The above is an illustrative scheme of a computer program of the present embodiment. It should be noted that the technical solution of the computer program and the technical solution of the text processing method belong to the same concept, and details that are not described in detail in the technical solution of the computer program can be referred to the description of the technical solution of the text processing method.
The foregoing description has been directed to specific embodiments of this disclosure. Other embodiments are within the scope of the following claims. In some cases, the actions or steps recited in the claims may be performed in a different order than in the embodiments and still achieve desirable results. In addition, the processes depicted in the accompanying figures do not necessarily require the particular order shown, or sequential order, to achieve desirable results. In some embodiments, multitasking and parallel processing may also be possible or may be advantageous.
The computer instructions comprise computer program code which may be in the form of source code, object code, an executable file or some intermediate form, or the like. The computer-readable medium may include: any entity or device capable of carrying the computer program code, recording medium, usb disk, removable hard disk, magnetic disk, optical disk, computer Memory, Read-Only Memory (ROM), Random Access Memory (RAM), electrical carrier wave signals, telecommunications signals, software distribution medium, and the like. It should be noted that the computer readable medium may contain content that is subject to appropriate increase or decrease as required by legislation and patent practice in jurisdictions, for example, in some jurisdictions, computer readable media does not include electrical carrier signals and telecommunications signals as is required by legislation and patent practice.

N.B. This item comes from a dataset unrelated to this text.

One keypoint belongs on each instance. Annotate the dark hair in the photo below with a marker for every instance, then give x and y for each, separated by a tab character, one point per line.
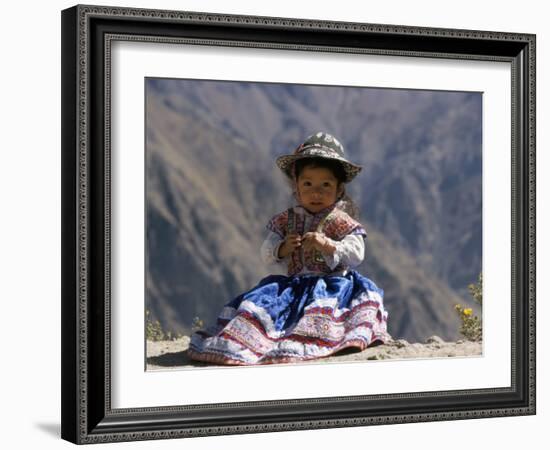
334	166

It should be noted that, for the sake of simplicity, the foregoing method embodiments are described as a series of acts, but those skilled in the art should understand that the present embodiment is not limited by the described acts, because some steps may be performed in other sequences or simultaneously according to the present embodiment. Further, those skilled in the art should also appreciate that the embodiments described in this specification are preferred embodiments and that acts and modules referred to are not necessarily required for an embodiment of the specification.
In the above embodiments, the descriptions of the respective embodiments have respective emphasis, and for parts that are not described in detail in a certain embodiment, reference may be made to related descriptions of other embodiments.
The preferred embodiments of the present specification disclosed above are intended only to aid in the description of the specification. Alternative embodiments are not exhaustive and do not limit the invention to the precise embodiments described. Obviously, many modifications and variations are possible in light of the above teaching. The embodiments were chosen and described in order to best explain the principles of the embodiments and the practical application, to thereby enable others skilled in the art to best understand and utilize the embodiments. The specification is limited only by the claims and their full scope and equivalents.